Tim Kaine shrugs off targeted WikiLeaks threat

WikiLeaks tweets threat after new emails leaked

Tim Kaine, the Democratic party’s vice presidential nominee, isn’t letting a targeted threat by WikiLeaks bother him, even as the document-hosting website has ominously promised a forthcoming leak that would hurt the Virginia senator.

WikiLeaks tweeted Thursday that the group has a “suprise [sic] in store” for Kaine and the Democratic National Committee interim chair Donna Brazile.

And the website hasn’t let up on Kaine over the weekend, taking to Twitter on Sunday shortly after the veep nominee discussed the WikiLeaks document dumps on NBC’s “Meet the Press.”

Kaine, for his part, has shrugged off the threat, telling the Associated Press in an interview Saturday that he had nothing to be “overly embarrassed about” and that he was just a “regular human being.”

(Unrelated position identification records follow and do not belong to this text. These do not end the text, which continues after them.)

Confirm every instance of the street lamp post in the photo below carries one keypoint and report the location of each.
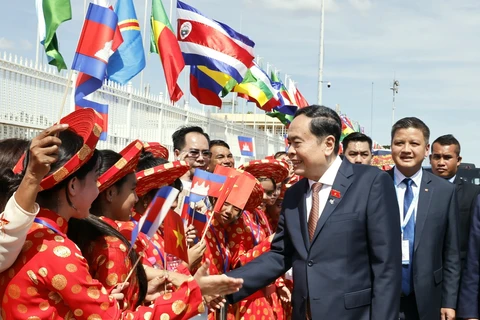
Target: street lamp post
(320, 62)
(394, 89)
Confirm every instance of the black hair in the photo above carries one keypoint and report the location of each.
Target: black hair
(148, 160)
(178, 136)
(411, 122)
(356, 137)
(325, 122)
(86, 231)
(11, 150)
(221, 143)
(279, 154)
(447, 140)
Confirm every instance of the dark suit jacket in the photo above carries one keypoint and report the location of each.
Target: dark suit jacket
(466, 196)
(469, 298)
(352, 268)
(436, 258)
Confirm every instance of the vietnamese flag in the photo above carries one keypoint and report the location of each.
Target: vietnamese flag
(164, 42)
(174, 236)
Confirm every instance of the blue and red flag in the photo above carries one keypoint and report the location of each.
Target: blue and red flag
(246, 146)
(156, 212)
(212, 44)
(98, 41)
(205, 184)
(129, 59)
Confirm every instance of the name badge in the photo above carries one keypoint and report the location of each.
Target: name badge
(405, 252)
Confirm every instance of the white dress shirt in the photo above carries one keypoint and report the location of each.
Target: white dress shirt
(400, 187)
(327, 182)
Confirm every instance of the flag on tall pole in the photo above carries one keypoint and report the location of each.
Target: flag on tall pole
(98, 41)
(212, 44)
(164, 42)
(129, 59)
(51, 13)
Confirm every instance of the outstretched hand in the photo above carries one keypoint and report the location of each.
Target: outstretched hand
(217, 285)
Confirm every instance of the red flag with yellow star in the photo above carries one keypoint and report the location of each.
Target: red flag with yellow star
(174, 236)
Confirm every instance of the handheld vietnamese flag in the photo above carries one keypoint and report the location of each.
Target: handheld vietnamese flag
(246, 146)
(156, 212)
(174, 236)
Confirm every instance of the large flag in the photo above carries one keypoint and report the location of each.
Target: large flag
(257, 87)
(98, 41)
(51, 13)
(129, 59)
(166, 45)
(174, 236)
(213, 44)
(300, 100)
(282, 90)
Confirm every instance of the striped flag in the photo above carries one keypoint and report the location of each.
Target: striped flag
(51, 13)
(98, 41)
(165, 43)
(129, 59)
(155, 213)
(213, 44)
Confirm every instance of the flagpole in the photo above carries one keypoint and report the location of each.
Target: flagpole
(144, 37)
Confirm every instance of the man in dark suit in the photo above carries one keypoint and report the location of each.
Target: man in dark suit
(445, 160)
(428, 215)
(338, 229)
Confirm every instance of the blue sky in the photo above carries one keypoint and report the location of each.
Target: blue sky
(432, 47)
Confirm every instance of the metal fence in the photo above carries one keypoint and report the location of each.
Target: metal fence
(31, 96)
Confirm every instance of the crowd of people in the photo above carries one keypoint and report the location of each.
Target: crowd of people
(307, 233)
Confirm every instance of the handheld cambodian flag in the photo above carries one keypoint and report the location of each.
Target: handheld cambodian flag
(246, 146)
(174, 236)
(156, 212)
(98, 41)
(205, 184)
(129, 59)
(212, 44)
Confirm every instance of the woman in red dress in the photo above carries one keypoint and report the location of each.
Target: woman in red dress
(50, 278)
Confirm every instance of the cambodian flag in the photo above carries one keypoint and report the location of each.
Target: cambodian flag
(156, 212)
(205, 184)
(99, 39)
(210, 43)
(246, 146)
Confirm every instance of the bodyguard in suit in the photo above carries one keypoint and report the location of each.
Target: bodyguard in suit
(445, 160)
(428, 215)
(338, 229)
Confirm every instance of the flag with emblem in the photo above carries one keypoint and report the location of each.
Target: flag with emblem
(174, 236)
(156, 212)
(246, 146)
(99, 39)
(129, 59)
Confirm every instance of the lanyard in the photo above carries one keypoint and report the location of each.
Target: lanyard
(49, 226)
(151, 242)
(224, 259)
(256, 238)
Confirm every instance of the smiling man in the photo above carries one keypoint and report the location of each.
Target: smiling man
(338, 229)
(357, 148)
(428, 216)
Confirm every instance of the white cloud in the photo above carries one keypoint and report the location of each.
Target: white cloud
(6, 44)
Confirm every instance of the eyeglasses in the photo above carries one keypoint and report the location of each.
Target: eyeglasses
(195, 153)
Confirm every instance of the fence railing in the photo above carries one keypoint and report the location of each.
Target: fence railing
(30, 99)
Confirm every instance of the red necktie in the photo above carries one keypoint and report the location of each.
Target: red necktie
(315, 211)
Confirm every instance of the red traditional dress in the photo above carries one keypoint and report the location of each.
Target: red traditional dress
(247, 240)
(50, 280)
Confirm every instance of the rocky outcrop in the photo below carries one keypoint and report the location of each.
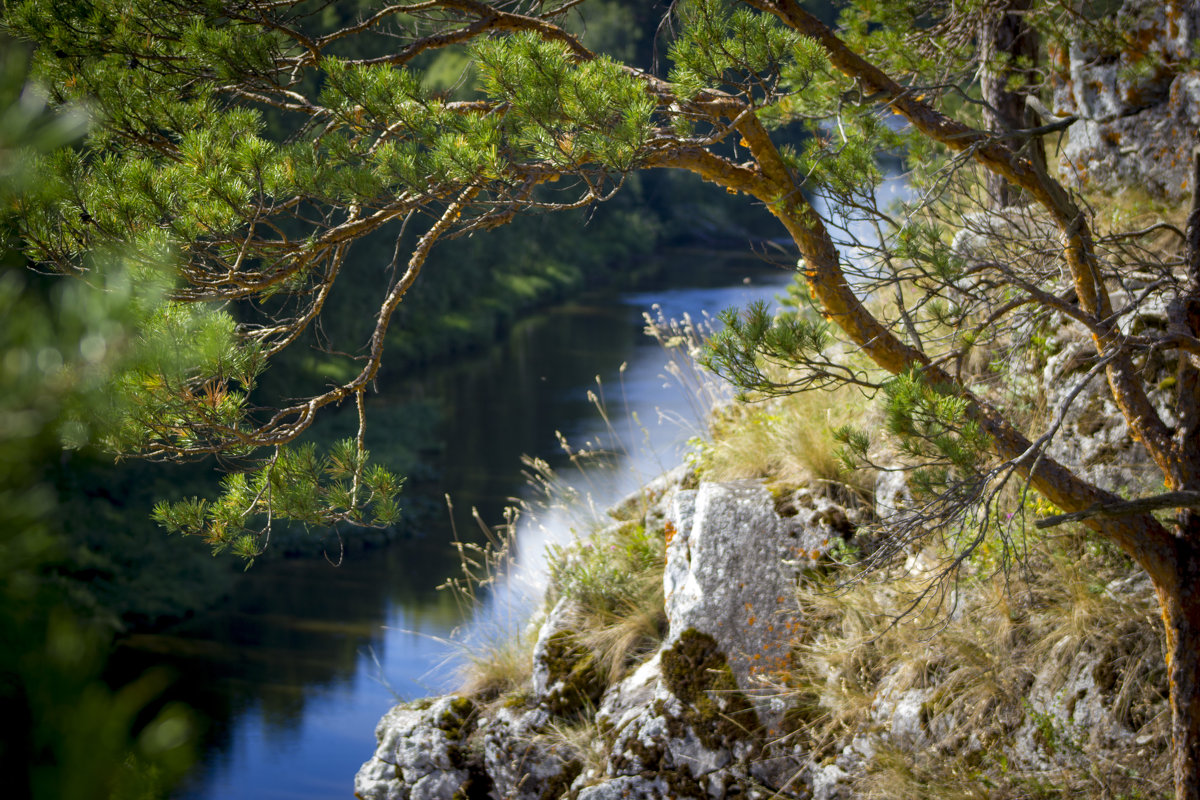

Discussing any potentially nasty emails he may have written, Kaine said, “I would say it would not be my norm. I do have a temper so, I mean, I imagine I’ve got an email or two out there that people might find unusual.” But of past emails -- like the thousands that were made public after he finished his term as Virginia governor -- Kaine said there was nothing that embarrassed him.

For more than two weeks, WikiLeaks has published hundreds of documents from Clinton campaign chair John Podesta’s hacked personal account, shedding light on the inner workings of Hillary Clinton’s campaign and unearthing transcripts from three speeches Clinton made to Goldman Sachs in 2013. Meanwhile, the Clinton campaign, which has joined the chorus of intelligence agencies pinning the hacks on Russian actors, refuses to authenticate any specific emails.

On “Meet the Press,” Kaine also cautioned that the motive for the WikiLeaks releases made the documents untrustworthy.

“These are connected to a Russian government propaganda effort to destabilize the election, to affect the outcome of the election,” Kaine said Sunday. “The motive for them is very, very important for Americans to understand because this is near historic. And then the one that has referred to me was flat-out completely incorrect.”

“I don’t know whether it was doctored or whether the person sending it didn’t know what they were talking about,” he said. “But, clearly, I think there’s a capacity for much of the information in them to be wrong.”